Die Beschwer der Beklagten bemißt sich nach ihrem unter wirtschaftlichen Gesichtspunkten zu bewertenden Interesse an der Abänderung der angefochtenen Entscheidung (Senatsbeschluß vom 24. November 1971 - VIII ZR 80/71 = NJW 1972,
257 f) .
Die Beschwer und ebenso der Streitwert sind hier nicht - wie die Beklagte geltend macht - im Hinblick auf die Klausel 2 des Klageantrags ("Der Heimbewohner gewährt (der Beklagten) ein unverzinsliches Darlehen in Höhe von ...") auf einen höheren Betrag als 13.500 DM zu setzen, weil die Beklagte bei Unwirksamkeit der Klausel zur Rückzahlung von Darlehen in Höhe von 4,5 Mio. DM oder zur Entrichtung von Zinsen verpflichtet sei. Dieses Interesse der Beklagten hat keinen Einfluß auf den Wert der Beschwer in diesem Rechtsstreit. Fraglich ist schon, ob es der Beklagten im Hinblick auf den Ausspruch des erstinstanzlichen Urteils, beim Abschluß von Heimverträgen die Verwendung der beanstandeten Klauseln zu unterlassen, überhaupt verwehrt ist, sich bei der Abwicklung bereits einqeqanqener Verträge auf diese Bestimmungen zu berufen (zu einem solchen Fall siehe Senatsurteil vom 11. Februar 1981 - VIII ZR 335/79 = WM 1981,
379 f; siehe auch Ulmer/Brandner/Hensen, AGBG, 6. Aufl.

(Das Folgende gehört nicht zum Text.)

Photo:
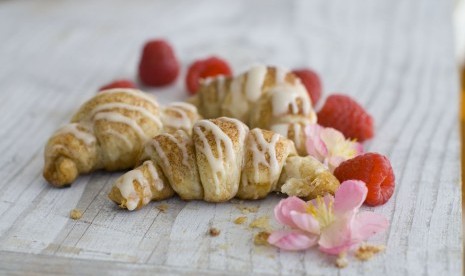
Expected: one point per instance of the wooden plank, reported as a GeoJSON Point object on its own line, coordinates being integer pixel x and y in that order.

1989, § 21 Rdnr. 5). Das kann jedoch dahingestellt bleiben, denn im Verbandsprozeß (§ 13 ff AGBG) bemißt sich das Interesse der Prozeßparteien ausschließlich nach dem Interesse der Allgemeinheit an der Beseitigung der gesetzwidrigen
AGB-Bestimmung (Ulmer/Brandner/Hensen, aaO § 22 Rdnr. 4) und übersteigt den festgesetzten Betrag nicht. Das entspricht der ständigen Spruchpraxis des Senats.